Swiss Steak

Gravy! How do I love thee? Let me count the ways…..

I love thee to the depth and breadth and height

My soul can reach, when feeling out of sight

For the ends of being and ideal grace.

I love the to the level of every day’s

Most quiet need, by sun and candle-light.

I love thee freely, as men strive for right.

I love thee purely, as they turn from praise.

I love thee with the passion put to use.

In my old griefs, and with my childhood’s faith.

I love thee with a love I seemed to lose

With my lost saints. I love thee with the breath,

Smiles, tears, of all my life; and, if God choose,

I shall but love thee better after death.

And I’ve missed you so much!

Compliments to Elizabeth Barrett Browning for the poem. I just added that last line.

The Swiss Steak recipe was requested by our daughter Leslie. These were also a very popular item at my former restaurant. I hadn’t prepared these for awhile because my wife Susan has been on Weight Watchers for a good while and has lost several pounds and gravy is not exactly weight watcher friendly. I had also shedded a few pounds myself by avoiding gravies for several months, but enough is enough! I had a temporary lapse in judgement and prepared these again a few days ago to get my fix. Now I vow to eliminate gravies from our lives for at least for a couple of weeks again!

Servings – 2

Cook / Prep Time –

  • 1 lb beef cube steaks (about 3 or 4)
  • 1 large shallot
  • 1 medium carrot
  • 1 celery rib
  • 1 clove fresh garlic
  • 1 plum tomato
  • 1 tbsp tomato paste
  • 2 tbsp light soy sauce
  • 1 14.5 oz can beef broth
  • 4 oz flour
  • 2 tbsp olive oil
  • 1 1/2 tbsp butter
  • 1 tsp salt
  • 1/4 tsp black pepper

Clean and peel the shallot, garlic, celery and carrot and place in food chopper or processor and chop them fine. Add the salt and pepper to the flour and set on a plate. Place the beef cubes one at a time between two sheets of plastic wrap and pound them out with a meat mallet. Heat the olive oil on medium low heat in a skillet. Dredge the steaks in the seasoned flour and reserve the leftover flour. Place the dredged steaks in an ovenproof skillet and cook them until well browned.After browning the steaks, remove them from the skillet and set them aside. Add the butter to the drippings in the skillet and melt on medium heat. Add the chopped vegetables and saute them while stirring often. Add the rest of the seasoned flour to the vegetables and continue stirring to make a roux.

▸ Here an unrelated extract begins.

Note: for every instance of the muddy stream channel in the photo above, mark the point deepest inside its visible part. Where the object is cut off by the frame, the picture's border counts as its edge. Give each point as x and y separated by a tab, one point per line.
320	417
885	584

Add the beef broth and soy sauce to the roux and continue stirring until thickened. Add the tomato paste. Chop the plum tomato and add to the gravy.Stir the fresh tomatoes in and add the steaks to the gravy. Preheat oven to 300 degrees. Place the skillet with the steaks in the oven and cook for 30 minutes. That’s it! Serve with mashed potatoes.


Suggested songs to listen to while preparing the Swiss Steaks….

Since the art of yodeling had its roots in the Swiss Alps, how about a few yodeling songs?

Lovesick Blues” the Hank Williams version released in February 1949.

“Dreams” by the Cranberries from their album “Everyone Else is Doing it, So Why Can’t We? Released in September 1992.

“Hocus Pocus” by the Dutch band Focus from their album “Moving Waves” released in 1971.